X-ray spectroscopy of exotic atoms allows the determination of the mass of short-lived negatively charged unstable particle like muons, pions, or kaons from the energies of characteristic X-ray radiation. Pions are captured by the target atoms in a highly excited state and a de-excitation cascade takes place accompanied by Auger and radiative emission. Auger emission is dominant at the beginning of the cascade process, with the shell by shell ejection of the electrons, when the X-ray emission take place mainly for lower level de-excitation. The mass of the pion is extracted by the accurate measurement of X-ray photons corresponding to transitions between levels neither affected by strong-interaction effects nor by remaining electrons. The best conditions are found in the medium part of medium Z atoms which corresponds to the few keV range for X-ray transitions.

The actual reference value of the pion mass from the Particle Data Group has an accuracy of 2.5 parts per million (ppm) and is based on two high-accuracy crystal spectroscopy of pionic magnesium and pionic nitrogen. In the case the $\pi$Mg, the use of a solid target induces a continuous electron refilling during the de-excitation cascade and an assumption on the number of remaining electrons has to be done to extract the pion mass value from the $(4f-3d)$ transition energy measurement. This is not the case when a gaseous target is used as in the measurement of $\pi$N atoms where the $(5g-4f)$ energy transition was measured with respect to Cu~K$\alpha$ fluorescence radiation.

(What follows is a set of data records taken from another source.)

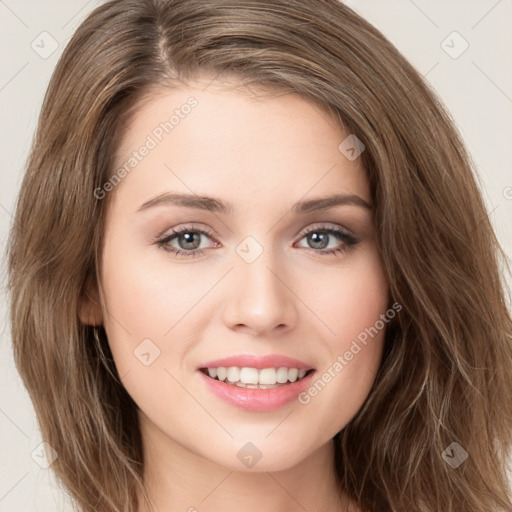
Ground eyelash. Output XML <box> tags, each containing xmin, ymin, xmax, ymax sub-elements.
<box><xmin>155</xmin><ymin>224</ymin><xmax>359</xmax><ymax>259</ymax></box>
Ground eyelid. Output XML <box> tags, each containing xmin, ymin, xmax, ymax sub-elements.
<box><xmin>155</xmin><ymin>221</ymin><xmax>359</xmax><ymax>257</ymax></box>
<box><xmin>297</xmin><ymin>221</ymin><xmax>354</xmax><ymax>236</ymax></box>
<box><xmin>156</xmin><ymin>221</ymin><xmax>353</xmax><ymax>243</ymax></box>
<box><xmin>155</xmin><ymin>223</ymin><xmax>217</xmax><ymax>242</ymax></box>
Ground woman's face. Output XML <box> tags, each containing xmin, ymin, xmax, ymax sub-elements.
<box><xmin>90</xmin><ymin>80</ymin><xmax>389</xmax><ymax>472</ymax></box>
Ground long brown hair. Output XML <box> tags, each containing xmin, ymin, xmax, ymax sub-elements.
<box><xmin>7</xmin><ymin>1</ymin><xmax>512</xmax><ymax>511</ymax></box>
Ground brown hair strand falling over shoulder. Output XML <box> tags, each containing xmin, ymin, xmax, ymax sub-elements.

In this case, the accuracy was limited by the complex structure of the broad copper calibration line.

Here we present a new experiment performed at the Paul Scherrer Institut that resumes the strategy of the gas target measuring the $\pi$N $(5g-4f)$ transition but exploiting the almost coinciding narrower $\mu$O $(5g-4f)$ transition as reference. With an uncertainty of 0.033ppm, the mass of the muon provides a very high accuracy of the reference energy (1 meV). The $\pi$N and $\mu$O transitions are measured simultaneously with a Johann-type spectrometer equipped with a spherically bent Si(220) crystal and a dedicated array of 6 x-ray CCDs. The simultaneous measurement minimizes possible systematic shifts during the unavoidably long measuring periods.